For KFC, rental expense is approximately 8% of revenue with 25% of leases expiring in the next 5 years. KFC China's profit margin is around 20% today. An increase in rental expense will squeeze the margin by approximately 50-100bps per year for the next 5 years.
More Food Safety Risks in the Fragmented Supply Chain
We have analyzed the recent KFC chicken safety issue exposed by China's media. KFC China manages more than 500 suppliers and approximately 30 chicken providers. Out of the 30 providers, only one is farming its own chickens while the rest contract farmers at lower costs. Furthermore, only 0.1% of the chickens sourced from contract farmers have been sampled for safety testing. Chinese farmers are increasingly aggressive in abusing toxic chemicals such as antibiotics and anti-depressants (especially in the summers to calm down tightly caged chicken) to increase the yield and maximize profits. As the new administration tightens food safety practices, especially among the mom and pop poultry farmers, KFC China will face more frequent sample tests and heightened media scrutiny.
The Inevitable: Law of Diminishing Returns
The KFC China example reflects a common midlife fatigue that many other multinationals will inevitably experience in China after the initial honeymooning period is over. As local competition catches up to the intrigue of new international products, offering similar value and experience for lower costs, other factors will come into play that threaten to squeeze the profits of international companies such as YUM! Brand.

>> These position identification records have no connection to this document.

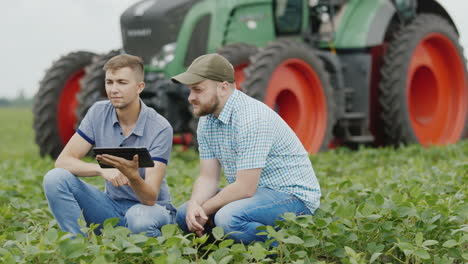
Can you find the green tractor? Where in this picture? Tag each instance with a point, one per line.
(339, 72)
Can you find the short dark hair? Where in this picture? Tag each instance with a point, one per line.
(126, 60)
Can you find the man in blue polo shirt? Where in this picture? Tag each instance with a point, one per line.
(267, 168)
(138, 197)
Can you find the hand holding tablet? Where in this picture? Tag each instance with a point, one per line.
(144, 158)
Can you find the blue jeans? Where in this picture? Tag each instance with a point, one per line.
(245, 215)
(69, 197)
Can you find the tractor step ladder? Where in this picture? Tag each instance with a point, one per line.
(355, 126)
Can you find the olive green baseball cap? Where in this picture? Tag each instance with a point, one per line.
(207, 67)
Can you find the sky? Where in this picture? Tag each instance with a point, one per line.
(35, 33)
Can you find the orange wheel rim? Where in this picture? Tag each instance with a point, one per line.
(437, 91)
(296, 93)
(67, 104)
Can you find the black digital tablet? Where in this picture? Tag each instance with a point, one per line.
(144, 158)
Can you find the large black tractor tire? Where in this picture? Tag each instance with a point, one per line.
(238, 54)
(93, 87)
(54, 104)
(287, 76)
(423, 91)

The recent CCTV expose on KFC China can be viewed as one of these factors. Drawing attention to food safety issues of one multinational undoubtedly has a knock-on effect of promoting restaurants that exist as alternatives. One might even view the expose as "helping" local casual dining restaurants to gain back some market share.
Much like the over-expansion of government-led infrastructure projects, KFC China will experience diminishing returns if it continues to expand into areas with lower spending power. This, coupled with a decline in store traffic, heightened competition, a cooling economy, and rising food safety scrutiny, KFC China will have plenty of challenges to tackle in the coming years.
Disclosure: I am short YUM. I wrote this article myself, and it expresses my own opinions. I am not receiving compensation for it. I have no business relationship with any company whose stock is mentioned in this article.
Additional disclosure: Research is contributed by Goldpebble Research, an independent researchfirm specializing in data engineering and analysis. Goldpebble is headquartered in Singapore, with R&D operations in China.